The Relatives of Karl Friedrich von Baden

The potential and challenges of clustering museum data

It is a great challenge to make large museum collections more visually accessible. The potential of computer vision and clustering techniques is very promising in this regard as it helps to narrow down collections in a playful way.

The Baden State Museum carried out several experiments together with Lukáš Pilka, who used PixPlot to generate clusters from various collections. The first experiment focused on archaeological objects from the collection of Badisches Landesmuseum. In a second experiment, Pilka created a portrait gallery with contents from the Digital Curator database: He used computer vision to select male portraits, added the portrait of Karl Friedrich (1728–1811), Grand Duke of Baden, and then compared this data based on formal similarities using PixPlot.

The experiment highlighted the potential and limitations of such an approach: First of all, the retraining of the clusters is connected with domain expertise, i.e. in this case, it has to be verified by technical experts whether the computer vision clusters represent meaningful connections. The quality of the clusters can be improved by marking and fine-tuning. This process is quite resource-intensive.

Secondly, the PixPlot system is limited in its functionality and doesn’t offer technical options for a more in-depth exploration of the data. Sorting and filtering are, therefore, an exciting and good way to get a first insight into a collection, but would have required domain-experts willing going into a training process for labeling data.

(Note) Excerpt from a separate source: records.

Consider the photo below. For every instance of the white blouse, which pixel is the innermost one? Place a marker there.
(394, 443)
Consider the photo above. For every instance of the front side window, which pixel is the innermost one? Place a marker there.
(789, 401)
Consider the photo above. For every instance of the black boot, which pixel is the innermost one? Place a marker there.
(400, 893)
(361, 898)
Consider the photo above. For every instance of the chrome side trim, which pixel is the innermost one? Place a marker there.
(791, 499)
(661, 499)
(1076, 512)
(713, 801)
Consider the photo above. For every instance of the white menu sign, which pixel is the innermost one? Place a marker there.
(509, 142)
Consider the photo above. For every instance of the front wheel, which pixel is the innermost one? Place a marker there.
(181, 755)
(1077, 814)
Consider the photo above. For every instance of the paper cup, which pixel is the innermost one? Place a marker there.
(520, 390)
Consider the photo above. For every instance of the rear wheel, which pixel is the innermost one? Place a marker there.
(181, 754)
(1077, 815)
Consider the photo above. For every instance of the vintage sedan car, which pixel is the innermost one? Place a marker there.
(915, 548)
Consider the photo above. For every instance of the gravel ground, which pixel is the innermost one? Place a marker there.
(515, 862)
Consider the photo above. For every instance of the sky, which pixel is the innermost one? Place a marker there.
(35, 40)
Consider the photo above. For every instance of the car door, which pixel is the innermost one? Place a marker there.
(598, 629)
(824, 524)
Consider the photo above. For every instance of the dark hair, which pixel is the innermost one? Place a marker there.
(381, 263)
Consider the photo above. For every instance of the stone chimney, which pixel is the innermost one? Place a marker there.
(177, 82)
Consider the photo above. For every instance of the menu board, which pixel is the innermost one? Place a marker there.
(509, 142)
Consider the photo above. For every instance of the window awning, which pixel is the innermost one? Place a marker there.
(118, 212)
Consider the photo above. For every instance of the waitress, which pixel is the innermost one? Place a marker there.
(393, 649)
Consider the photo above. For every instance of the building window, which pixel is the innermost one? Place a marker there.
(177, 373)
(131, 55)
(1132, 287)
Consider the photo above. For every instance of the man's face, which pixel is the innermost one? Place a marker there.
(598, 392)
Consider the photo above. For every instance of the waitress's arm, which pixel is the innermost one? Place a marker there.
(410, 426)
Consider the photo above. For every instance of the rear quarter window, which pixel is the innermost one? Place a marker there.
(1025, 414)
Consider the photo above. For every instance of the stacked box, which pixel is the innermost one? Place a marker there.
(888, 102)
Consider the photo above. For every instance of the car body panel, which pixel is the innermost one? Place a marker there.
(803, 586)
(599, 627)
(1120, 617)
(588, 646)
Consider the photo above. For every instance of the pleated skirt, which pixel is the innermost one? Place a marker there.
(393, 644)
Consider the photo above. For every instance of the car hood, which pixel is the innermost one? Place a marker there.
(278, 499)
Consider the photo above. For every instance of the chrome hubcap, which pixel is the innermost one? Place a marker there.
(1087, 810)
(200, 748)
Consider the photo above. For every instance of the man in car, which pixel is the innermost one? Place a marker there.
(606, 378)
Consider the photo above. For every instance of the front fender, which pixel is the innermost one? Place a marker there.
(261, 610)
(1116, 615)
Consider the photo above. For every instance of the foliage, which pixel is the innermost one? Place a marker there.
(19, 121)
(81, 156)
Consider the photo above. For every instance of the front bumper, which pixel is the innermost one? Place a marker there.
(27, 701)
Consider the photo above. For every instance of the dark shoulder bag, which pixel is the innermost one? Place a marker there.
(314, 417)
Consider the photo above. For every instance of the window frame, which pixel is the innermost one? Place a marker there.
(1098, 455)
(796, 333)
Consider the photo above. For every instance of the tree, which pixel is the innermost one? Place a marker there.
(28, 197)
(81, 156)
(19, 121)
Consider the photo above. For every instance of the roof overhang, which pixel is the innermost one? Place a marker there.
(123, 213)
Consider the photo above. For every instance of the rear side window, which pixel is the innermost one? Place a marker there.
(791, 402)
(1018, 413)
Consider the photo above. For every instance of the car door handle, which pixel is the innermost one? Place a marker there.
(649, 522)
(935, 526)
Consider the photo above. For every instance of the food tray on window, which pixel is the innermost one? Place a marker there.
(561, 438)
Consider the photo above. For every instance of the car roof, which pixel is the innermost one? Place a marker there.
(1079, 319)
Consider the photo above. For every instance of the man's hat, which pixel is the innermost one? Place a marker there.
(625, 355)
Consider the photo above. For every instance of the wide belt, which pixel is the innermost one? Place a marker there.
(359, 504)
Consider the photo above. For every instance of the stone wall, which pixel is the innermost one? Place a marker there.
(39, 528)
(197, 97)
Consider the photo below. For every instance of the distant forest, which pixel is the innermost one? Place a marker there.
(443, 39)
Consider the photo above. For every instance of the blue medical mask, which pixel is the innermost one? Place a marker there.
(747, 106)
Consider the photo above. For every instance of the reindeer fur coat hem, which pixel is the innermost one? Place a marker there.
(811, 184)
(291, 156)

This example shows how exciting individual methods such as clustering and machine vision are, but to make them usable in a sustainable way, further efforts and sepcific domain trainings are required. This approach might work in a different context better. Within the xCurator Solution a different solution was chosen, called Navigu from Pixolution, which combines visual search and clustering of the datasets and thus a different access to the collections than before. The PixPlot solution has high potential for further collection research and is highly recommended for this purpose.